In the opening chapter of Out of the Shadow, Becca Rosen is raped in her bedroom, and her husband is murdered and left to die in their living room. The police can’t find any proof of a break-in, so she becomes the lead suspect for the murder. Becca believes that she’s got a stalker who did it, but she can’t prove it, and each time she tells the police about her convictions, the evidence doesn’t hold up.

As the investigation drags on, those she turns to for support often make things worse: her mother treats her like a child, while friends and family insist that she get on with her life and try to fix her up with new men. On top of all this, she’s being haunted by flashes of memory of a sexual molestation from her childhood by a man whose face she can’t place but whose scent she’ll never forget. She needs someone to believe her.

  
 
Becca decides to seek professional help from Dr. Sarah Abrams, a therapist who specializes in Repressed Memory Syndrome. Yet Dr. Abrams, too, is grappling with love, betrayal, and the possibility of a new relationship on the horizon.

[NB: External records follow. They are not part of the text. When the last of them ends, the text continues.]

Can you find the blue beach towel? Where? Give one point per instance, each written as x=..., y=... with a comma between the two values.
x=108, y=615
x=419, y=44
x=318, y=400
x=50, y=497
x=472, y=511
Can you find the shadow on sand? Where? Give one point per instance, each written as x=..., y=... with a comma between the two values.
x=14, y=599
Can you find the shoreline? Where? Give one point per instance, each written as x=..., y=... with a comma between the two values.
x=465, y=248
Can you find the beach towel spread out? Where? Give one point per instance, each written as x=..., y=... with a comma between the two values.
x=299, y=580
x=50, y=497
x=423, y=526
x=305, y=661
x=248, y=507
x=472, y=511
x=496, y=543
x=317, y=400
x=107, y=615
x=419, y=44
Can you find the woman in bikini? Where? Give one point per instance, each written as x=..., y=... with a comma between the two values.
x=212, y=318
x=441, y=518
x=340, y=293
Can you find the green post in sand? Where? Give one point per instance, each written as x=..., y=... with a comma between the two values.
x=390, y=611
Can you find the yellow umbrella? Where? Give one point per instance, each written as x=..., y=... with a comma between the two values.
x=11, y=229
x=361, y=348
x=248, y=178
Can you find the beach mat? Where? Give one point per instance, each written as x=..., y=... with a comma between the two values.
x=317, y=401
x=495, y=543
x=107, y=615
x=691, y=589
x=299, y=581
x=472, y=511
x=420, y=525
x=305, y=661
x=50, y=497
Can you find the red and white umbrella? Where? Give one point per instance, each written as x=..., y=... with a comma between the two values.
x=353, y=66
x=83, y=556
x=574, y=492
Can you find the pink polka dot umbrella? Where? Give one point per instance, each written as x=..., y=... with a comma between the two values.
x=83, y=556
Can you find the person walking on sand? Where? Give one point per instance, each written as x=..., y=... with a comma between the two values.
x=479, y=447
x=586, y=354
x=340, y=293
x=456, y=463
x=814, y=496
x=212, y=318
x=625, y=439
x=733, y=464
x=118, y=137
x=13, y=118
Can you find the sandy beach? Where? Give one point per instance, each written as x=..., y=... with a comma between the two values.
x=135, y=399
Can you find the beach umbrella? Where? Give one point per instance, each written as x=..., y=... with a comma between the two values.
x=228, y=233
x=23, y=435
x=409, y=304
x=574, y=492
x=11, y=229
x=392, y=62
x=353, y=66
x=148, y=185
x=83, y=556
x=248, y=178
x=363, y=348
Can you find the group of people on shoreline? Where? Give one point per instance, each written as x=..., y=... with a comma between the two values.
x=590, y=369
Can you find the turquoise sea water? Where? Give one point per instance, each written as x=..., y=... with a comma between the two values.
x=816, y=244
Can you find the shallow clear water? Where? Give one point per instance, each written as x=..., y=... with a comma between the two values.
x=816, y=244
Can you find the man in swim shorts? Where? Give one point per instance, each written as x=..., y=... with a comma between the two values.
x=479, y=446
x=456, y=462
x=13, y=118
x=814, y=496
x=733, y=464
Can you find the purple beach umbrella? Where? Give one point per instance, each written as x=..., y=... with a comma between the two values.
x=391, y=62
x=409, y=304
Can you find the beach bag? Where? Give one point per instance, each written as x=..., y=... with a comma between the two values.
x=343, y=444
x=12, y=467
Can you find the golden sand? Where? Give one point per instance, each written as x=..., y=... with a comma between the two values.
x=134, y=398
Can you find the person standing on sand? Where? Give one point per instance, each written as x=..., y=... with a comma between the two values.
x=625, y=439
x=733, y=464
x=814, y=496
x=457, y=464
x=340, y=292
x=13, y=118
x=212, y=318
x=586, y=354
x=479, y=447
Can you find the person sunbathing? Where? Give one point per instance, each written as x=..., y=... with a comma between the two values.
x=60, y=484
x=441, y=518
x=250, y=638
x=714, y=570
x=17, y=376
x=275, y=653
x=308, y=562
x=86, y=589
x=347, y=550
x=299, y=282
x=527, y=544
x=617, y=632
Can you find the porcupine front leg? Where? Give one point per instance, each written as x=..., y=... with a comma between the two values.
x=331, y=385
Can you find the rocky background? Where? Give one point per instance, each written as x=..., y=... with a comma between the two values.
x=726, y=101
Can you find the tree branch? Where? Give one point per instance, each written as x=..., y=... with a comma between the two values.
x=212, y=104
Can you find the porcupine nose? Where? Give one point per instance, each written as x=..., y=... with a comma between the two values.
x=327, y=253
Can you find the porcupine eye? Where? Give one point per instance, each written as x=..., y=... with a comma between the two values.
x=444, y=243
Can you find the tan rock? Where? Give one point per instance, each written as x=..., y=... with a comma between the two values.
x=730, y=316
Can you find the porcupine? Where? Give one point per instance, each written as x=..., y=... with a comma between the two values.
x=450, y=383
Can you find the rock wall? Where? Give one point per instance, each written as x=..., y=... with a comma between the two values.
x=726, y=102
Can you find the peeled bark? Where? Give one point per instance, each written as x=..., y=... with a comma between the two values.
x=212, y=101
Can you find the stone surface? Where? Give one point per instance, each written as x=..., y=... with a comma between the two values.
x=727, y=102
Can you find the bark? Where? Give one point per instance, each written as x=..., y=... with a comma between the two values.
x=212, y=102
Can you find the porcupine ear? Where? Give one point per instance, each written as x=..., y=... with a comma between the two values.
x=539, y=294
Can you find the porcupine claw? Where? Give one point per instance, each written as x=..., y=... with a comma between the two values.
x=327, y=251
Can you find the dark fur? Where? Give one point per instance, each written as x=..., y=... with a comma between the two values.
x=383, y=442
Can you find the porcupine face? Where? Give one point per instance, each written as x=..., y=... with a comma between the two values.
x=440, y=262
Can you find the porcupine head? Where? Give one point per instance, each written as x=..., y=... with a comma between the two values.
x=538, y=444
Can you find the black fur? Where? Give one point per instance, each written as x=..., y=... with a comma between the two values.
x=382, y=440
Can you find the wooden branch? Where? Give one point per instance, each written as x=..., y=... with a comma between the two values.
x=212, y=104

Out of the Shadow is a story within a story…within another story. That level of complexity can be a mess in the hands of an unskilled writer, but author J. S. Winn’s novel is so exquisitely dovetailed that the pieces unfold cleanly and clearly. Winn writes from her own experience as a therapist, and it shows in her deep awareness of Becca’s inner world and her skillful exploration of family and romantic relationships. She’s equally adept at creating the heart-stopping moments that a great crime mystery requires. Topping it off is the Philadelphia setting, which the author has filled with well-known landmarks and film-noir-esque side streets, which will be interesting for any reader but especially for a lover of Philadelphia (as I am).

This is such a terrific page-turner that I lost sleep on the three nights that it took for me to complete it. Since the book is multiple stories in one, there are also several layers of red herrings, but that just hooked me all the more. By the time I was two-thirds of the way through, I couldn’t stand it any longer; I cheated and checked out the ending—and I was blown away.